1. Jesus entered into our world: God put on flesh and descended into our world, subjecting himself to the harsh realities of this life on earth. He didn’t love us from afar, from heaven like he could have. Instead, he entered into our mess so personally because he loves us and he knows us. This is the same for loving God’s children. The easy thing to do is to love children from afar, appreciating the times when they sing for the church or maybe even donating supplies and resources once in a while. The harder thing to do is enter into the world of children, interacting with them on “their level” and seeing the world from their perspective. This takes time, energy, and effort! It also takes empathy. To enter into the world requires a personal connection and entering into someone’s world.

2. Jesus humbled himself: In Christ’s condescension, he humbled himself. He is God, almighty, all knowing, and all powerful. He does not need us! He had everything he needed in heaven. Yet he decided to be born in a manger, raised as a humble carpenter’s son, ultimately to die a criminal’a death. In this, Jesus taught us that loving others requires humility and sacrifice. To really love children in particular takes a sacrifice of time, resources, energy, pride, and patience. Perhaps it looks like wearing a silly costume and dancing around with kids at VBS. Perhaps it maybe even looks like preparing for a Sunday school lesson, simplifying complex theology so that kindergartners can understand it. Humbling our hearts, bodies, and mind are all necessary sacrifices for loving God’s little ones well.

3. Jesus loved us as we are: When we were still sinners, Christ loved us. Jesus loved the tax collectors, prostitutes, and sinners. And his love transformed people.

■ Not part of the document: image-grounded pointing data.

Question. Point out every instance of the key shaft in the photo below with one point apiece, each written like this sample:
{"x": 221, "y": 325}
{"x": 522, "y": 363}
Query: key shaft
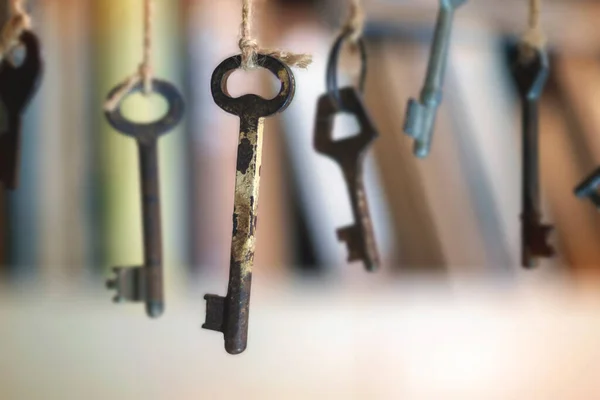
{"x": 243, "y": 242}
{"x": 530, "y": 76}
{"x": 421, "y": 114}
{"x": 589, "y": 188}
{"x": 18, "y": 84}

People didn’t change because they were simply scared of hell or wrath. They changed their lives because they were so amazed by Jesus’ love for them. In the same way, it is easy to approach children as projects, trying to modify their behavior to become better listeners, bible memorizers, or whatnot. But Jesus shows us that behavioral changes are secondary. The first thing he did was love us, because he knows us and cares for us. Children need to be known and cares for for who they are, not who we want them to be.

If you notice, these principals are not only true for children, but also for loving others in general. Love is more than a feeling: love is hard work! But friends, there is grace in Jesus. We will fail constantly in our efforts to be better lovers of children and our neighbors. But in our failures and victories, we look to Jesus condescended himself to be with us and to love us. He loved us so much that he ultimately died for us. In his death and resurrection, he gives us the power and forgiveness to love others well too.